Seed Treatment Solution for Soybean Quality Concerns
Unfortunately, the challenges of 2018 didn’t end with the harvest last fall. Like many fields across the country, weather conditions during grain fill and harvest also had an impact on seed production acres. That is showing up this spring in reports from seed suppliers of having frequent positive test results for seed borne diseases like Phomopsis, which reduces germination rates, vigor, and overall stand.
When faced with seedling disease concerns, our primary management tool is seed treatment. While it’s a common inclusion in the management program for many farmers, there are some who make that decision on more of a year to year basis. With commodity prices as they have been in recent years, there are increasing numbers of growers that have opted to reduce their seed treatment, or to not treat their seed at all. That may prove to be a costly decision in 2019. The typical factors considered when choosing to use seed treatments include planting date, tillage, and seed germination percentages. The first two are common considerations with the understanding that the cooler soils and higher moisture levels commonly seen with early planting and reduced tillage increase the risk of seedling disease and the need for seed treatment. It isn’t as common however that we have to factor seed quality into that equation. The reduced germination rates being seen in much of the soybean seed in 2019 should take anyone from being on the fence about using seed treatment this year, squarely into the camp of treating their seed. The science backs it up as well. Iowa State University research shows that using the appropriate seed treatments can increase germination rates by 10-15%. That might not sound like a lot, but that level of increased stand, and the related improvements in seedling vigor with treated seed, lead to significant increases in yield potential. Additionally, improvements to stand and vigor help the crop reach canopy sooner, which can help in managing some of the tough to control weeds.

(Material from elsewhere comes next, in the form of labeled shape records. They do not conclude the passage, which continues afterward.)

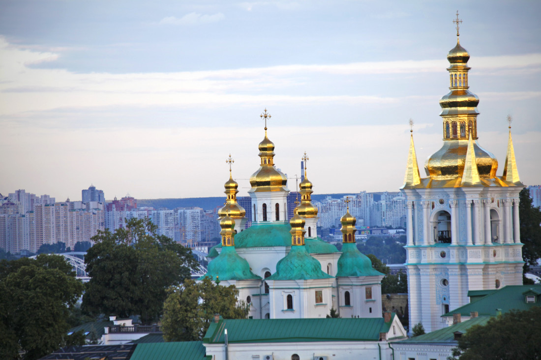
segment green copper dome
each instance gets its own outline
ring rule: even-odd
[[[342,255],[338,259],[339,276],[383,276],[372,266],[372,262],[368,256],[357,249],[355,243],[344,243],[342,245]]]
[[[250,280],[261,279],[254,275],[246,259],[239,256],[235,246],[223,246],[217,257],[209,263],[208,270],[205,276],[216,280],[216,277],[222,280]],[[203,277],[204,277],[203,276]],[[200,278],[201,279],[202,278]]]
[[[269,280],[308,280],[333,277],[321,271],[321,264],[310,256],[304,245],[291,246],[285,257],[276,264]]]

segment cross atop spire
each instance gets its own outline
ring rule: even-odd
[[[226,163],[229,163],[229,177],[231,177],[231,164],[235,162],[235,161],[231,157],[231,154],[229,154],[229,157],[226,159]]]
[[[260,117],[261,117],[261,118],[265,118],[265,131],[267,131],[267,118],[268,118],[269,119],[270,119],[270,114],[267,114],[267,108],[265,108],[265,112],[263,112],[263,113],[262,113],[262,114],[261,114],[261,115],[260,115]]]
[[[457,18],[453,20],[453,23],[457,26],[457,42],[458,42],[458,37],[460,36],[458,30],[460,28],[460,24],[462,23],[462,20],[458,18],[458,10],[457,10]]]

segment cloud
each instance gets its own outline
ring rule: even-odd
[[[160,20],[158,23],[160,25],[192,25],[216,23],[221,21],[225,17],[225,16],[221,12],[217,12],[212,15],[190,12],[180,18],[175,16],[167,16]]]

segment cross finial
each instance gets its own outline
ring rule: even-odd
[[[349,199],[349,196],[346,197],[346,199],[344,201],[344,202],[346,203],[346,205],[347,206],[347,211],[349,211],[349,202],[351,200]]]
[[[270,114],[267,114],[267,108],[265,108],[265,112],[263,112],[262,114],[261,114],[261,115],[260,115],[260,117],[261,117],[261,118],[265,118],[265,131],[267,131],[267,118],[268,118],[269,119],[270,118]]]
[[[457,10],[457,18],[453,20],[453,23],[457,25],[457,41],[458,41],[458,37],[460,35],[458,29],[460,28],[460,24],[462,23],[462,20],[458,18],[458,10]]]

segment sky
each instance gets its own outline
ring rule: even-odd
[[[0,193],[81,200],[239,196],[272,117],[275,163],[316,193],[398,191],[410,143],[441,145],[453,20],[463,20],[479,144],[507,124],[541,184],[541,2],[0,0]]]

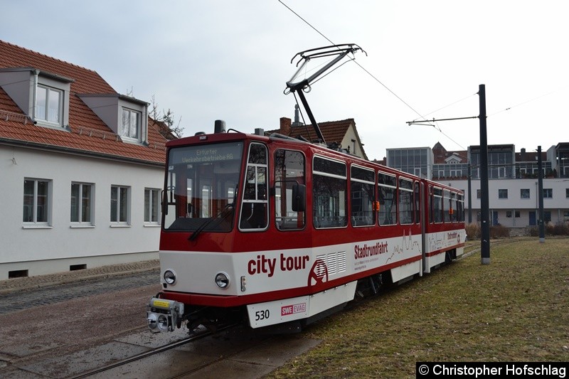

So, which treatment is best to use? Fortunately, seed borne Phomopsis is a seedling disease that is commonly rated by seed treatment manufacturers and universities. When comparing those ratings, a few active ingredients standout, including Maxim (fludioxonil). Maxim is a key fungicide for protection against fusarium diseases, and Seed Shield® Max Beans gives you the best opportunity to improve stand when challenged with stand loss from seed borne phomopsis.
How we start a season has a strong impact on how we finish it, and as always the first step is to get a good stand out of the ground. Increasing the return on your seed investment starts with using a quality seed treatment like Seed Shield Max Beans.